The Gambia national currency, the Dalasi, continues to depreciate in value and it is not expected to stabilise soon and to start to appreciate, the International Monetary Fund (IMF) has warned on Monday.
The Fund stated that the continuous weakening of the Dalasi will continue to further accelerate inflationary pressure in the country leading to increase in prices of goods and services.
“The Gambian dalasi has continued to face depreciation pressures,” said Mr David Dunn, the IMF mission chief for The Gambia. The Dalasi continues to depreciate and loss value over the past year.
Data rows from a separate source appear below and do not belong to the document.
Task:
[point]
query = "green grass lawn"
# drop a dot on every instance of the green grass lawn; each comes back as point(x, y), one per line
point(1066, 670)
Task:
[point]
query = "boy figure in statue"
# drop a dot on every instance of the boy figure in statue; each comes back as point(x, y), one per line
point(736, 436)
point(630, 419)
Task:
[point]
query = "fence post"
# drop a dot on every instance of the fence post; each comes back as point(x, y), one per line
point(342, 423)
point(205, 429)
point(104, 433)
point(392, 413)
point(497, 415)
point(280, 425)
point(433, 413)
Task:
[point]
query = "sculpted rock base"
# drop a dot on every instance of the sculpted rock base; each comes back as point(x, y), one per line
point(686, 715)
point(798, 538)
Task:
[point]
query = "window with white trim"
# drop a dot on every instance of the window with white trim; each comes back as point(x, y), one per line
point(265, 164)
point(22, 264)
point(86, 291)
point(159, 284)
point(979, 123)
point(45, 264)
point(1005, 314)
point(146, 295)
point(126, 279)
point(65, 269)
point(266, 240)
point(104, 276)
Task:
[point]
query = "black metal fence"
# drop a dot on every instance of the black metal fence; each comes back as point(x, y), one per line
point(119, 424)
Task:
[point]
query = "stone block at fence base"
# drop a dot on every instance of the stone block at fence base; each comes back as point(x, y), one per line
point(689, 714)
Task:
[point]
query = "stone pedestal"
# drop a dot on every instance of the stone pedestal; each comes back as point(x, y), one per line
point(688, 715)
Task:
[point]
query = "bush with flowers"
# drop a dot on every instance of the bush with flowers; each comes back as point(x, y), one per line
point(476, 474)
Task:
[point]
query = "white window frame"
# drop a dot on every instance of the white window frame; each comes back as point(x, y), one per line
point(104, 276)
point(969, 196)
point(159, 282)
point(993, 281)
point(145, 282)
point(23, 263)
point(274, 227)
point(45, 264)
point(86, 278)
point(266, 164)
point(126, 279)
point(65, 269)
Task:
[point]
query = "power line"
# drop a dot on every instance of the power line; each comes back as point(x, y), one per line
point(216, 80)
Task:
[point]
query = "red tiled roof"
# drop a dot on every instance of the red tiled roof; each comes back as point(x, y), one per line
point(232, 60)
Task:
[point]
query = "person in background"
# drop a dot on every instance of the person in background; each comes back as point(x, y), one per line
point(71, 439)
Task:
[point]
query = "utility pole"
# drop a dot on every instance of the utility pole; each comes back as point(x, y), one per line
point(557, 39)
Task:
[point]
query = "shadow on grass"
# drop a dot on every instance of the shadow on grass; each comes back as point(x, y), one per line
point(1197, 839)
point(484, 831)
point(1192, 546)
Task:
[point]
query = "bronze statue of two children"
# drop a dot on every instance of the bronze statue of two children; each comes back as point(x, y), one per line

Recently, in May 2013, it depreciated against the British Pound by 12.62 per cent, the US dollar by 11.87 per cent and the Euro by 12 per cent.
However, Mr Dunn said in late May 2013, the Central Bank of The Gambia (CBG) acted to tighten monetary policy in the country to guard against the depreciation of the Dalasi and to control inflation.
In May, the CBG has issued a directive raising the amount of money that commercial banks in the country have to hold as reserve – amount of cash that they should not loan out to customers.
The regulatory bank raised the reserve requirement of commercial banks by two percentage points to 12 per cent.
The rationale behind this impromptu decision is to withdraw excess Dalasi liquidity out of the economy and thus help preserve price stability.
“This has helped to stem the rate of depreciation [of the Dalasi],” acknowledged Mr Dunn, who led the IMF mission that visited The Gambia from 4 to 17 June to conduct surveillance discussions for the 2013 Article IV consultations.
However, Mr Dunn told FPI that this is not enough to stabilise the depreciation of Dalasi for it to start to appreciate.
He pointed out that the government has to reduce its domestic borrowing so as reduce the pressure on the interest rate in the country.
This will reduce the interest rate in the country hence the money in circulation as a result inflation will start to decline and the rate of the Dalasi will be stabilised and it will then start to appreciate, he said.
Dunn also acknowledged that the government is reducing its domestic borrowing, but is it is not significant to reduce the interest rate and stabilise the Dalasi.
However, reducing Government’s domestic borrowing to 1½ percent of Gross Domestic product (GDP) in 2013—as previously planned—will be critical to eventually ease the current pressure on inflation and interest rates, and to stabilise the national currency.